TR: It doesn’t really change your confidence. There are always times when you think, oh shit, I can’t do this, before you get into something. And that kind of insecurity is probably a good thing. But I try not to worry about it. In a world that’s not really considered art anymore, that’s considered more of an industry, there’s always somebody else coming up, so you shouldn’t worry about it. Just get going and try to stay active.

MM: How much did that instruction by Chris Menges help you?

TR: He always just said [the lens] was like a black eye in a room — you can ignore it or use it, depending on the message you want to get across. If you really want to hit home, it’s your way of traveling into the minds of the audience. Sometimes you want to keep them in back of you somehow and not give them what they really want so they have to work, and sometimes you can turn around and hit them. It’s like using it as your spyhole. It’s always in your peripheral vision. You should always know where it is and what it does in terms of lens sizes and what it’s going to do. Then, once you know what it’s going to do, you forget about it.

MM: You’re aware of that, what size lens they’re using?

TR: Yeah. A lot of actors don’t care. I like to know, but that’s because I’m interested in that stuff anyway. I always thought that if I wasn’t an actor I would be an operator.

MM: Yeah, we just had Janusz Kaminski and Russ Carpenter up to Seattle and Vancouver, B.C. for workshops, doing some camera and lighting stuff. It was great seeing how they work. And they seem so happy. It’s like, hey man, I’m fine with this for the next 40 years.

TR: It’s interesting work. Actors should know technical stuff. Editing rooms are fascinating places.

MM: We were talking earlier about the arc of your success and your career. Do you think you’re doing your best work now? Are these the good old days?

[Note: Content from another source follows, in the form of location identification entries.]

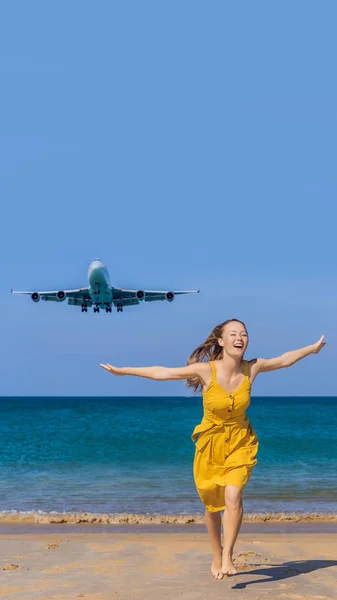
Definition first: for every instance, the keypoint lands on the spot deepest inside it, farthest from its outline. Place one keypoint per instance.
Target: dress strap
(213, 371)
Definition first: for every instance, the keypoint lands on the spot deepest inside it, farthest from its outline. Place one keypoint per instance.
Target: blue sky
(188, 145)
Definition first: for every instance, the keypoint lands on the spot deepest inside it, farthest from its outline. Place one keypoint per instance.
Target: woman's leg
(213, 522)
(232, 520)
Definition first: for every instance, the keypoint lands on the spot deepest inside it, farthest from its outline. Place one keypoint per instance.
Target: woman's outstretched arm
(161, 373)
(261, 365)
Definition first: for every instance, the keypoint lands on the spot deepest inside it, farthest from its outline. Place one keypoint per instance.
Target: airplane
(102, 295)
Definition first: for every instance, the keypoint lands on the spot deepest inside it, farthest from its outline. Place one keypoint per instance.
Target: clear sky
(188, 145)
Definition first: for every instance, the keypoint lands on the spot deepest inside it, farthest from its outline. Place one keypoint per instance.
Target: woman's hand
(319, 345)
(111, 369)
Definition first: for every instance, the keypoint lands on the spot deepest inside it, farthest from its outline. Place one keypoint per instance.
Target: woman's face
(234, 339)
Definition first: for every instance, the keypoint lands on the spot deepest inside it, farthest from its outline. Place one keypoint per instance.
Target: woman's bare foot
(216, 566)
(227, 565)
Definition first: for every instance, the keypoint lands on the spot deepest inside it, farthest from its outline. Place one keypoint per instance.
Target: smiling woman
(226, 444)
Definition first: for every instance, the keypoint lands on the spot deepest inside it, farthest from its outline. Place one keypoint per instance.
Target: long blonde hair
(207, 351)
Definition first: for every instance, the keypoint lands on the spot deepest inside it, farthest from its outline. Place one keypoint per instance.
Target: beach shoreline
(134, 518)
(49, 564)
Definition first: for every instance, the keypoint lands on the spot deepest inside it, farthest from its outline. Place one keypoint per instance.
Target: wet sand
(298, 561)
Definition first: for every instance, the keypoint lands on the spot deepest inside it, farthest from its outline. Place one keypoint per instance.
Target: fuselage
(99, 284)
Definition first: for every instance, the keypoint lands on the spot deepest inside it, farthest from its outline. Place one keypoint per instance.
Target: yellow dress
(226, 443)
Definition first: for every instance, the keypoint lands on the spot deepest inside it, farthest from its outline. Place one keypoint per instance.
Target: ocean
(135, 455)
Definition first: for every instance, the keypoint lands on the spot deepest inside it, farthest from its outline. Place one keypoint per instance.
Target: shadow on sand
(284, 571)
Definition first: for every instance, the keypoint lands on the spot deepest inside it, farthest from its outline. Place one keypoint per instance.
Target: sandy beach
(280, 561)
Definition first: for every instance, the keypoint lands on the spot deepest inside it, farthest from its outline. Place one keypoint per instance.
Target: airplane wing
(124, 297)
(75, 297)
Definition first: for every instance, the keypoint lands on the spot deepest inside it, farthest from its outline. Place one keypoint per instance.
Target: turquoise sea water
(135, 455)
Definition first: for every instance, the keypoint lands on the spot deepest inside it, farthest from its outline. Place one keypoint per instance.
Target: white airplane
(101, 294)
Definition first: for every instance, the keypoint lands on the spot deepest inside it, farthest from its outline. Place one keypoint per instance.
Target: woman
(226, 443)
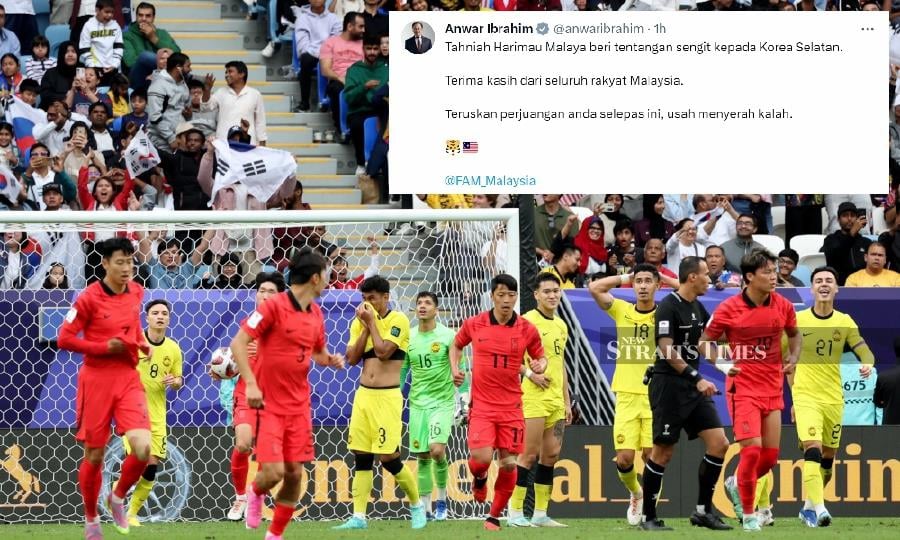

TR: You do good and bad, you know? An arc, I always think, means there’s going to be some down time, so I’m always just trying to find things that still excite me and that are a serious challenge. That’s why with Four Rooms, it’s a slapstick comedy, pretty much. I’d never done that and wanted to try it. It’s hit and miss, really. With Rob Roy I wanted to try that kind of broad brushstroke performance and see if I could pull it off.

MM: When you said inside that you wanted to do a romantic role, we thought you were just being facetious at first.

TR: A thing that I did in England was a film called Captives, which Miramax has, and it was a romantic story, although it’s set in prison. It’s about a woman who works in the prison and has a relationship with an inmate, which is illegal to do. So it’s a kind of dodgy premise, but it’s a romance, and I was interested to do it. They don’t come to me often because physically I don’t look the part, especially in America. There’s a certain way that men are supposed to look. They all go to the gym and all that…so it just doesn’t happen.